By Professor Katherine Pratt
Just days before the presidential election, concerns about Donald Trump’s payment of his tax obligations persist. Recent press coverage has focused on an issue that (at least so far, based on very limited information) probably does not disqualify him to be our president, and has not focused enough on two more fundamental tax issues that disqualify him to be our president.
In the past few days, press coverage has emphasized a technical business tax question: what specific tax strategies did Trump use to generate and preserve $916 million of net operating losses (NOLs), despite massive debt discharge, and were those strategies legally questionable? A front page November 1 New York Times article on this topic asserts that the “stock for debt swap” part of Trump’s overall tax strategy was a new tax “dodge” dreamed up by tax lawyers to avoid debt discharge income (COD) on the cancellation of debt. This characterization of such swaps as a new tax scam is inaccurate. My academic articles on corporate COD explain the long history and theory of the exception and its gradual repeal. Suffice it to say that “stock for debt swaps” in bankruptcy cases were relatively common in the 1980s and early 1990s. Unless there is more to be revealed, Trump’s use of the stock for debt exception to COD does not disqualify him to be president.
But Trump’s conduct regarding two other tax issues does disqualify him to be president.
First, Trump’s continuing failure to disclose his tax returns is a disqualifier. For decades, all other presidential candidates have disclosed their tax returns. As Republican Fred Goldberg (IRS Commissioner under President George H.W. Bush) argues, a candidate who refuses to disclose tax returns has not earned our trust and is not qualified to be our president.

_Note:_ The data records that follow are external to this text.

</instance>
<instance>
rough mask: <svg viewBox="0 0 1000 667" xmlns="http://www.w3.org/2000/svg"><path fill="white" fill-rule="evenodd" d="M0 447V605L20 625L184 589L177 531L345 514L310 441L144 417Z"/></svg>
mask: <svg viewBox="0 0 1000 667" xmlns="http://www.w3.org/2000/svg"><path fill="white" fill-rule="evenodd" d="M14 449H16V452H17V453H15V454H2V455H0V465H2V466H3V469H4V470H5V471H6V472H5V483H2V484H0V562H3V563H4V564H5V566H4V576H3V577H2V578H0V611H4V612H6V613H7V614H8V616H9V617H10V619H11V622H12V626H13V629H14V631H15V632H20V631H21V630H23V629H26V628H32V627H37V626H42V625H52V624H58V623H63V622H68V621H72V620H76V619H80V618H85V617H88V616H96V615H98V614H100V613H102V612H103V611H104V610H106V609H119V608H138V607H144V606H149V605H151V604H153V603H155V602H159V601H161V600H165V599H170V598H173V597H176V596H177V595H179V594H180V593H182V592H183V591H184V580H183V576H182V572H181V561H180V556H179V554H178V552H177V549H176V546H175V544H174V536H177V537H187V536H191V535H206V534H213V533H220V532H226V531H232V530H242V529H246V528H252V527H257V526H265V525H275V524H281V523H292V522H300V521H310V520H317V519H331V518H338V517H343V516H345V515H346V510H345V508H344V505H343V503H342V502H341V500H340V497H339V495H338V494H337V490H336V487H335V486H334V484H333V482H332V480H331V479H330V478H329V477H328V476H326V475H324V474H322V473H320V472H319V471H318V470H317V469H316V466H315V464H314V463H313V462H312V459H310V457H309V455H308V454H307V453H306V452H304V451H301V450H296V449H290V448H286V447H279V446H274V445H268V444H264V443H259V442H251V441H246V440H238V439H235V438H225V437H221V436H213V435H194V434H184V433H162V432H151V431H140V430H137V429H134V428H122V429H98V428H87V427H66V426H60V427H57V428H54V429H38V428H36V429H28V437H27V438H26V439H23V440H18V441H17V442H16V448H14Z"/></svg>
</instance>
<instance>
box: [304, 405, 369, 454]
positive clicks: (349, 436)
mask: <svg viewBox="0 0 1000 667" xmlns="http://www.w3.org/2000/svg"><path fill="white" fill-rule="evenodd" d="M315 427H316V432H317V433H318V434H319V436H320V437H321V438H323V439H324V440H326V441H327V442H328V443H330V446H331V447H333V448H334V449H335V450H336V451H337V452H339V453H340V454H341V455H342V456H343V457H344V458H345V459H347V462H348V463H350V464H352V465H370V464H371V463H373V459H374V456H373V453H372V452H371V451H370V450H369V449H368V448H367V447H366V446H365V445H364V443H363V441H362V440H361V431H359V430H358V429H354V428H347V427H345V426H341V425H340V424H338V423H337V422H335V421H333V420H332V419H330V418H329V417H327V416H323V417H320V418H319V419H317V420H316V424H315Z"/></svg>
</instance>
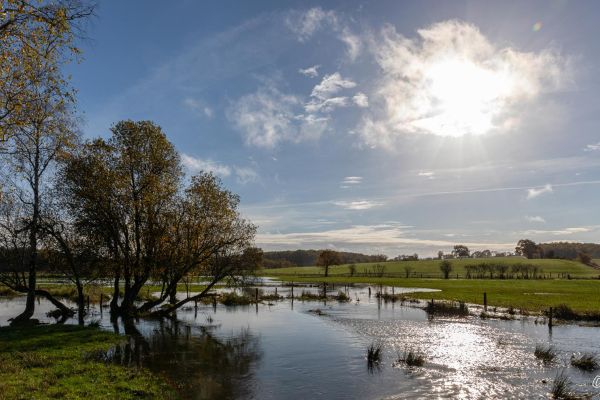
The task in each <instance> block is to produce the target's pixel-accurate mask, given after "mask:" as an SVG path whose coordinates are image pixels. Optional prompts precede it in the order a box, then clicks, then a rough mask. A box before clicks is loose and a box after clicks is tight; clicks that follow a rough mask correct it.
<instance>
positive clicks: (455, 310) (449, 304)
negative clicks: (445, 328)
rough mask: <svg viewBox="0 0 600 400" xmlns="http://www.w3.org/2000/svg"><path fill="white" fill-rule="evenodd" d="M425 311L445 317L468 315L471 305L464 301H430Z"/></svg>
mask: <svg viewBox="0 0 600 400" xmlns="http://www.w3.org/2000/svg"><path fill="white" fill-rule="evenodd" d="M425 311H426V312H427V314H429V315H439V316H444V317H466V316H468V315H469V307H467V305H466V304H465V303H464V302H462V301H459V302H455V301H452V302H448V301H439V300H438V301H435V300H432V301H428V302H427V307H425Z"/></svg>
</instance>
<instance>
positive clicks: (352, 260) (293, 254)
mask: <svg viewBox="0 0 600 400" xmlns="http://www.w3.org/2000/svg"><path fill="white" fill-rule="evenodd" d="M322 252H323V250H284V251H265V252H264V253H263V267H264V268H284V267H308V266H313V265H317V260H318V258H319V255H320V254H321V253H322ZM336 253H337V254H338V257H339V264H353V263H368V262H384V261H386V260H387V256H386V255H382V254H376V255H366V254H361V253H351V252H344V251H337V252H336Z"/></svg>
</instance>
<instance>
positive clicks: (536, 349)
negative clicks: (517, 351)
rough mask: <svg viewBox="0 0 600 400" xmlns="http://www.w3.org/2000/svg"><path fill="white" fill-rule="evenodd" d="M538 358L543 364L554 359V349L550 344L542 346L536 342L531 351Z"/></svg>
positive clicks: (535, 356) (555, 350) (554, 354)
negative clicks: (532, 349)
mask: <svg viewBox="0 0 600 400" xmlns="http://www.w3.org/2000/svg"><path fill="white" fill-rule="evenodd" d="M533 354H534V355H535V357H536V358H537V359H538V360H542V361H543V362H544V364H549V363H551V362H553V361H554V360H555V359H556V350H554V347H552V346H543V345H541V344H538V345H536V346H535V350H534V352H533Z"/></svg>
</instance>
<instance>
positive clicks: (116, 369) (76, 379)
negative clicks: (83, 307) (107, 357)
mask: <svg viewBox="0 0 600 400" xmlns="http://www.w3.org/2000/svg"><path fill="white" fill-rule="evenodd" d="M0 338H1V340H0V341H1V342H2V346H1V348H0V365H2V368H0V398H1V399H33V398H35V399H57V398H60V399H83V398H85V399H139V398H145V399H172V398H177V395H176V393H175V392H174V391H173V389H172V388H170V387H169V386H168V385H167V384H166V382H165V381H164V380H163V379H162V378H160V377H158V376H156V375H153V374H152V373H151V372H150V371H149V370H146V369H143V368H129V367H125V366H121V365H117V364H112V363H110V362H109V363H105V362H104V361H101V360H96V359H95V357H93V355H94V354H97V353H98V352H103V351H106V350H107V349H108V348H110V347H112V346H114V345H115V344H117V343H119V342H122V341H123V340H124V337H123V336H118V335H115V334H113V333H110V332H106V331H102V330H100V329H99V328H91V327H85V328H84V327H78V326H72V325H47V326H29V327H20V328H14V327H3V328H0Z"/></svg>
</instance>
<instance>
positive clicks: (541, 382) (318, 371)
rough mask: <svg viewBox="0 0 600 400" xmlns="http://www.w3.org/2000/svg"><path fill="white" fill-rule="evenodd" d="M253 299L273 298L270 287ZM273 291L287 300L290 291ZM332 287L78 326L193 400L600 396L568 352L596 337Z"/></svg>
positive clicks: (287, 288) (589, 351)
mask: <svg viewBox="0 0 600 400" xmlns="http://www.w3.org/2000/svg"><path fill="white" fill-rule="evenodd" d="M270 284H271V285H273V284H274V282H271V283H270ZM261 290H264V291H265V292H267V293H268V292H274V291H275V286H269V287H261ZM277 290H278V294H280V295H283V296H288V295H289V294H290V288H289V287H281V286H280V287H277ZM295 290H296V291H297V292H296V293H295V294H296V295H299V294H300V293H299V291H302V290H305V291H312V292H315V293H316V292H317V291H318V290H319V289H318V288H310V287H306V288H299V287H296V288H295ZM338 290H340V288H339V287H336V288H335V289H333V290H332V291H331V294H335V293H337V291H338ZM341 290H342V291H346V292H347V294H348V296H349V297H350V298H351V299H352V300H351V301H349V302H336V301H333V302H332V301H327V302H326V303H324V302H323V301H320V302H318V301H306V302H302V301H299V300H295V301H293V302H292V301H291V300H290V299H286V300H283V301H273V302H272V303H267V302H264V304H259V305H258V306H256V305H250V306H235V307H226V306H223V305H220V304H219V305H217V306H216V307H213V306H212V305H203V304H198V307H197V308H196V307H194V305H193V303H192V305H191V306H190V307H187V308H185V309H183V310H180V311H179V312H178V313H177V317H176V318H174V319H169V320H166V319H165V320H136V321H122V320H118V321H111V319H110V315H109V313H108V311H107V310H106V309H105V310H103V311H102V312H101V310H99V309H97V308H92V309H91V310H90V315H89V316H88V317H87V320H88V321H99V323H100V325H101V326H102V327H103V328H105V329H108V330H115V331H118V332H120V333H128V334H130V335H131V339H130V340H129V342H128V343H127V345H123V346H121V347H118V348H115V349H113V350H112V351H111V352H109V353H108V354H107V355H106V358H107V360H108V362H116V363H123V364H131V365H141V366H146V367H148V368H149V369H151V370H153V371H155V372H159V373H162V374H164V375H165V376H167V377H168V380H169V381H170V382H171V383H172V384H173V385H174V386H176V387H177V388H178V390H179V391H180V392H181V393H182V395H183V396H184V397H185V398H190V399H209V398H225V399H247V398H256V399H282V398H288V399H305V398H311V399H347V398H361V399H400V398H402V399H404V398H465V399H473V398H481V399H489V398H548V397H549V392H550V390H551V388H552V383H553V381H554V379H555V377H556V376H557V375H558V374H560V373H564V374H566V375H568V376H569V377H570V379H571V381H572V382H573V389H574V390H575V391H577V392H579V393H586V394H588V395H589V396H595V397H598V396H600V395H599V391H598V389H595V388H594V387H593V385H592V382H593V380H594V377H595V376H596V373H586V372H582V371H579V370H577V369H575V368H573V367H571V365H570V357H571V355H573V354H575V355H577V354H580V353H584V352H592V353H597V352H599V351H600V346H599V343H600V342H599V337H600V328H594V327H582V326H577V325H557V326H554V327H553V329H552V330H549V329H548V327H547V326H546V325H543V324H536V323H535V322H534V319H533V318H530V319H523V320H522V319H517V320H510V321H505V320H496V319H485V320H482V319H480V318H479V317H476V316H469V317H465V318H449V317H445V318H442V317H437V316H436V317H434V318H430V316H428V314H427V313H426V312H425V311H424V310H422V309H420V308H417V307H415V306H408V305H401V304H400V303H385V302H379V301H378V300H377V298H376V297H375V296H374V293H375V290H376V289H375V288H372V290H373V292H372V295H371V296H370V297H369V288H368V287H367V286H363V287H351V288H345V287H343V286H342V287H341ZM411 290H414V289H411ZM395 292H396V293H400V292H402V290H400V289H399V288H396V289H395ZM23 300H24V299H22V298H15V299H10V300H9V299H1V300H0V325H2V326H4V325H6V324H7V319H8V318H10V317H11V316H14V315H16V314H18V312H19V311H20V310H21V309H22V307H23ZM49 309H50V307H49V306H48V305H47V304H45V303H44V302H43V301H42V302H41V303H40V305H39V306H38V310H39V312H38V315H36V317H37V318H39V319H40V320H46V321H49V319H48V318H47V317H45V316H44V312H45V311H48V310H49ZM73 322H75V321H73ZM371 344H381V345H382V349H383V355H382V358H381V361H380V363H379V364H376V365H374V366H372V368H369V367H368V363H367V358H366V355H367V353H366V352H367V348H368V346H370V345H371ZM539 344H543V345H552V346H553V347H554V348H555V349H556V351H557V357H556V360H555V361H554V362H553V363H550V364H544V363H542V362H541V361H539V360H538V359H537V358H536V357H535V356H534V350H535V347H536V345H539ZM407 350H413V351H418V352H419V353H421V354H423V355H424V357H425V362H424V365H423V366H421V367H407V366H406V365H405V364H403V363H398V362H397V359H398V358H400V357H401V356H402V354H403V353H404V352H405V351H407Z"/></svg>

Although Trump claims that he cannot disclose his tax returns because he is being audited, many of Trumps’ tax returns are not under audit. The statute of limitations (SOL) for tax returns is generally three years (or six years if large amounts of income are omitted) from the filing date. This means that the IRS generally has three years to challenge the return and claim that the taxpayer owes additional tax for a specific tax year. In addition, a special rule extends the SOL for years to which NOLs are carried back. Once an audit begins, a taxpayer often consents to extend the SOL, to give the IRS and the taxpayer time to settle the case without a lawsuit. If a taxpayer does not extend the SOL or agree to pay extra tax, the IRS sends the taxpayer a letter that initiates a lawsuit in the US Tax Court. The upshot of this is that Trump’s tax returns for a number of years currently may be in the administrative audit process with the IRS -- but they can’t ALL be in audit. In addition, it is doubtful that the IRS has audited Trump’s most recent income tax return. If, as is likely, his 2015 tax return is not under audit, Trump should disclose it. Also, he should disclose his returns for any earlier years that currently are not under audit.
Second, Fred Goldberg and fellow Republican Michael Graetz (Deputy Assistant Secretary, Tax Policy, under President George H.W. Bush) conclude that Trump likely failed to pay Medicare taxes on salary income he understated. In addition, unless Trump reported all of the salary he was paid for his services as self-employment income, he likely also failed to pay Social Security taxes. (Only disclosure of his self-employment income and other details from his tax returns could refute that conclusion.) Even minimum wage workers pay Social Security and Medicare taxes. Trump’s conduct shows that he shares the view expressed by another famous New York City business tycoon, Leona Helmsley: “only the little people pay taxes.” His avoidance of payroll taxes is an insult to law-abiding, taxpaying Americans and disqualifies him from being our president.